- Poster
- Directed by: Kodi Ramakrishna
- Written by: Ganesh Patro (dialogues)
- Screenplay by: Kodi Ramakrishna
- Based on: Aranmanai Kili by Rajkiran
- Produced by: Kolli Venkateswara Rao S. Adhi Reddy
- Starring: Arjun; Soundarya; Priya Raman;
- Cinematography: Mohan Chand M
- Edited by: Nandamuri Hari
- Music by: Raj–Koti
- Production company: Amma Art Creations
- Release date: 19 August 1994;
- Country: India
- Language: Telugu

= Maa Voori Maaraju =

Maa Voori Maaraju is a 1994 Indian Telugu-language romantic drama film directed and co-written by Kodi Ramakrishna and starring Arjun, Soundarya and Priya Raman in her Telugu debut.
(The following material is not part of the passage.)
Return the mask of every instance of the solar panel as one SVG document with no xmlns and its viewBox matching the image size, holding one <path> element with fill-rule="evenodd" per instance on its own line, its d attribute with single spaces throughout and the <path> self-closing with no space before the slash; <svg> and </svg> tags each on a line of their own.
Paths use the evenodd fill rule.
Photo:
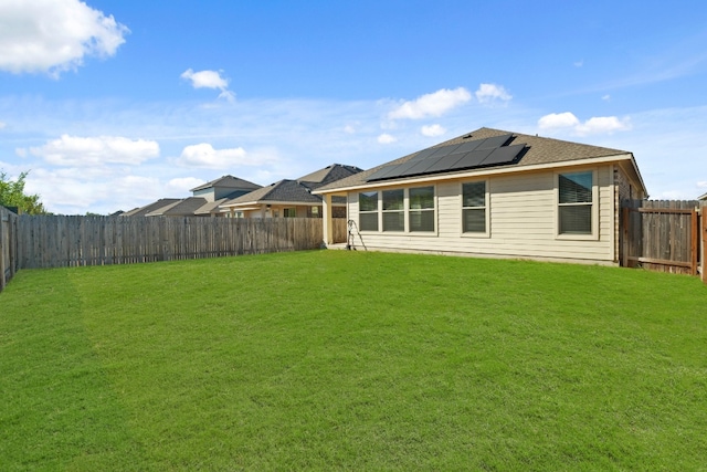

It is a remake of the Tamil-language film Aranmanai Kili (1993).

== Cast ==
- Arjun as Suribabu
- Soundarya as Satyavathi
- Priya Raman as Janaki
- Sujatha
- Sudha
- Silk Smitha
- Ananth
- Juttu Narasimham

== Soundtrack ==
The music was composed by Raj–Koti.

Track listing
| No. | Title | Singer(s) | Length |
|---|---|---|---|
| 1. | "Thakadheemtha" | S. P. Balasubrahmanyam | 5:06 |
| 2. | "Amma Nuvvokkasari" | S. P. Balasubrahmanyam | 5:00 |
| 3. | "Gangalanti" | S. P. Balasubrahmanyam | 5:27 |
| 4. | "Sangathi Cheppeai" | K. S. Chithra, S. P. Balasubrahmanyam | 4:54 |
| 5. | "Edem Daruvuro" | Mano, Radhika | 4:44 |
| 6. | "Abbayo Andalanni" | S. P. Balasubrahmanyam | 5:16 |
| Total length: |  |  | 30:27 |

== Reception ==
A critic from Zamin Ryot wrote that dialogue writer Ganesh Patro is a genius who can convey big feelings in small sentences.